El MetLife Stadium de Nueva Jersey, rebautizado como Estadio Nueva York/Nueva Jersey para la cita, albergó ocho encuentros que reunieron a más de 560.000 espectadores. Solo los cinco partidos de la fase de grupo generaron un gasto directo de los visitantes de 1.200 millones de dólares, con un impacto económico total estimado en 2.100 millones, una cifra que no incluye los tres duelos de la fase final, lo que augura un balance aún más abultado.
El sector hotelero fue uno de los grandes beneficiados. Entre el 8 de junio y el 4 de julio, los hoteles de la ciudad de Nueva York ingresaron aproximadamente 1.070 millones de dólares por habitaciones, un incremento del 20,6% respecto al mismo período del año anterior, sin contar el alojamiento en otras zonas del estado. Además, el programa de recompensas 'Welcome World', lanzado en mayo, generó cerca de 10.000 visitas a pequeños negocios, instituciones culturales y eventos comunitarios, mientras que se vendieron casi 120.000 boletos para los autobuses lanzadera que conectaron con el estadio.

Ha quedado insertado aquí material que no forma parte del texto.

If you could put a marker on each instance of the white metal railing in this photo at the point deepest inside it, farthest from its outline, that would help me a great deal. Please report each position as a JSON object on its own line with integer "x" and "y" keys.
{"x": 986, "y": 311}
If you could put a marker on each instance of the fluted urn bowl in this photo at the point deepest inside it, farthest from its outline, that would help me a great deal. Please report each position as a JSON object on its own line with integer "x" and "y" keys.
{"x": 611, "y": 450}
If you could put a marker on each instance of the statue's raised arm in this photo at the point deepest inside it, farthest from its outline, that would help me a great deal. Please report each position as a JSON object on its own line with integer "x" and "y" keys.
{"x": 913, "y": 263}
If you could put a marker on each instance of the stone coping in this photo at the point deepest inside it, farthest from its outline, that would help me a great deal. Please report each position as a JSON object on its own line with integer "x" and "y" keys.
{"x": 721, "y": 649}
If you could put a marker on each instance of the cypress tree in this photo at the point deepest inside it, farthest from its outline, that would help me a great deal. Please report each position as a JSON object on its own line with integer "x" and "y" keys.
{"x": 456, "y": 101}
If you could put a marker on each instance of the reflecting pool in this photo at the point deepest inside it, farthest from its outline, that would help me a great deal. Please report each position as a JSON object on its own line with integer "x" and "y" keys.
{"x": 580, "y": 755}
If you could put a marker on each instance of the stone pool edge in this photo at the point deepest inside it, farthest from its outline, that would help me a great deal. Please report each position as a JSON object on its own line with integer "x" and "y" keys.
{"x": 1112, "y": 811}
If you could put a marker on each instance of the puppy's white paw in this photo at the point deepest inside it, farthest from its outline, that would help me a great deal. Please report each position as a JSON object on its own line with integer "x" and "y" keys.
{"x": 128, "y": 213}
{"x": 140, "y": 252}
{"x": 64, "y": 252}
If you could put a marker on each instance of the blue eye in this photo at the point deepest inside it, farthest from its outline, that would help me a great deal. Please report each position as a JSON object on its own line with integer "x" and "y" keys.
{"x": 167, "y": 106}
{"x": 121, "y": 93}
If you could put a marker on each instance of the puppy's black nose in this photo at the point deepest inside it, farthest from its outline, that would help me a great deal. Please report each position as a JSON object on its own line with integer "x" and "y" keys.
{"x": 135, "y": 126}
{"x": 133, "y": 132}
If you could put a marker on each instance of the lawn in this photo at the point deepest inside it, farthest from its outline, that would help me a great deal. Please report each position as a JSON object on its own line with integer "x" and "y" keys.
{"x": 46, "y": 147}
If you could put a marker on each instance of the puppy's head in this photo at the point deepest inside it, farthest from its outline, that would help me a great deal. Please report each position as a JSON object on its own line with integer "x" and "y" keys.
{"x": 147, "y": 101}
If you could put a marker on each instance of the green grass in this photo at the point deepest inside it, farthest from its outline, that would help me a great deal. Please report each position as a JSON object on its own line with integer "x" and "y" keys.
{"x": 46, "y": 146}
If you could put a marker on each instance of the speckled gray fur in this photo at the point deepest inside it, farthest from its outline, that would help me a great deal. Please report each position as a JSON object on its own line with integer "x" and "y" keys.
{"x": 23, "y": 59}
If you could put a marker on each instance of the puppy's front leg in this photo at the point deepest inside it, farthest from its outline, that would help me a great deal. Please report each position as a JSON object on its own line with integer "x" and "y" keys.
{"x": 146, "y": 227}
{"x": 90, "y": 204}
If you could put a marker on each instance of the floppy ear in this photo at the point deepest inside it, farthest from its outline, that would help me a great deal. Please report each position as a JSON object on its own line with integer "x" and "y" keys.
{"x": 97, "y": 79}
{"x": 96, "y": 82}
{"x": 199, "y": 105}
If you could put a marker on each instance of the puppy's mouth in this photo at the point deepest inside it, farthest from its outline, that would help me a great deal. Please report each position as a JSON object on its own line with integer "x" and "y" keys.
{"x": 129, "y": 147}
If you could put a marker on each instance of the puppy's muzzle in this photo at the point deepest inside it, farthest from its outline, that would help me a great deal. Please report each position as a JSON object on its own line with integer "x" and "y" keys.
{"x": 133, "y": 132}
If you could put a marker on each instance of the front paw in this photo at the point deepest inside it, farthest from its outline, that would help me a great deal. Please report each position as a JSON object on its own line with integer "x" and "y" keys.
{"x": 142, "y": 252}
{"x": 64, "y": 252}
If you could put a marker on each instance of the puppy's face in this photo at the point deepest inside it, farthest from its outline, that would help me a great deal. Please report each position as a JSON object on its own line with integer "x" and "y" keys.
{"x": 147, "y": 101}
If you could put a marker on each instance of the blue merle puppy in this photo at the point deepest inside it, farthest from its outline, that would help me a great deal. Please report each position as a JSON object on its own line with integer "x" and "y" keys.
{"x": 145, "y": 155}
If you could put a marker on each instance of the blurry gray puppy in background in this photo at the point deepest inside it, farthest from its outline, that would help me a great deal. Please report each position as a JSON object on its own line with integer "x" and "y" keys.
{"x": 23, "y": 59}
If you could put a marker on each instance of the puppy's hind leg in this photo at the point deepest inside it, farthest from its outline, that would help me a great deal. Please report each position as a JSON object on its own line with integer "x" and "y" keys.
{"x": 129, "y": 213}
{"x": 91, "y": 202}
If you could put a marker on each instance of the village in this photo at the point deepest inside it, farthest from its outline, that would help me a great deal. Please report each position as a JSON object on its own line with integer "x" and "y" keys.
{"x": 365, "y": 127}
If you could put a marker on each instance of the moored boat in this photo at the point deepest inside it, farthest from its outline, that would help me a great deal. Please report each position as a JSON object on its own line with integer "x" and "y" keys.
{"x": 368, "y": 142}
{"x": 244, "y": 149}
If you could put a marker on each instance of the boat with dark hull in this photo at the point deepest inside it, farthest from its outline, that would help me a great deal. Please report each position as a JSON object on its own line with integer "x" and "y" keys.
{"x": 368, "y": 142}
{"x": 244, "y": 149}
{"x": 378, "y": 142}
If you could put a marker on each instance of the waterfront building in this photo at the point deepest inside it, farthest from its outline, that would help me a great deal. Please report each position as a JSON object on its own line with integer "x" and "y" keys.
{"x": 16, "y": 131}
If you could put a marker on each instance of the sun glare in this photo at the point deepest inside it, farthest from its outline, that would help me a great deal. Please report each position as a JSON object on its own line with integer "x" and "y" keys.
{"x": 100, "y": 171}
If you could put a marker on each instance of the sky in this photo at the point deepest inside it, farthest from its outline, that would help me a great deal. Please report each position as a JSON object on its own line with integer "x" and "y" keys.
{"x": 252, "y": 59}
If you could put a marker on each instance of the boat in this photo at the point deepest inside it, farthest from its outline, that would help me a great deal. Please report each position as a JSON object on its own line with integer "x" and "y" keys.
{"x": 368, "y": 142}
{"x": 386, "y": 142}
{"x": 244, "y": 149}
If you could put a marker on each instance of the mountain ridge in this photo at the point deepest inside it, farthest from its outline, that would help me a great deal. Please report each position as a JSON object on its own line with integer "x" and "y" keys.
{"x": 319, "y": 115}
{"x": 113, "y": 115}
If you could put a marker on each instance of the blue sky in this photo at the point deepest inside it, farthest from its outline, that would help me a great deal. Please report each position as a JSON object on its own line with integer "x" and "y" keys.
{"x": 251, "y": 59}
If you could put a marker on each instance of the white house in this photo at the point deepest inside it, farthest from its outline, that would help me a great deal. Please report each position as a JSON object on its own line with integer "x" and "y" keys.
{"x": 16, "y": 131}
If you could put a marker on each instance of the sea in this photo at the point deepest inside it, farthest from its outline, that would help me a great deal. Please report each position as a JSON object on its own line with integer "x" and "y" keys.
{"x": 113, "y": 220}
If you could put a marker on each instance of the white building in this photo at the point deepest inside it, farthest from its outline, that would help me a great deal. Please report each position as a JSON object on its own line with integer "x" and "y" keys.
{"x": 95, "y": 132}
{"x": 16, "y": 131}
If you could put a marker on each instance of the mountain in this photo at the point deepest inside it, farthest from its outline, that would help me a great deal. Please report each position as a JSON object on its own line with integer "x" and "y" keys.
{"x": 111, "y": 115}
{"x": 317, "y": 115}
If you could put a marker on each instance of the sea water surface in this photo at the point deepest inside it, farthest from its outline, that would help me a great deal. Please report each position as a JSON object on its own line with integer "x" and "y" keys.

Hochul subrayó que el legado del torneo va más allá de los números: "Esto no termina aquí", afirmó, y destacó la inversión de cinco millones de dólares en campos de fútbol y programas juveniles para garantizar que el impacto deportivo perdure en el tiempo. El Mundial ha demostrado ser, también en lo económico, un evento de alcance histórico para el estado de Nueva York.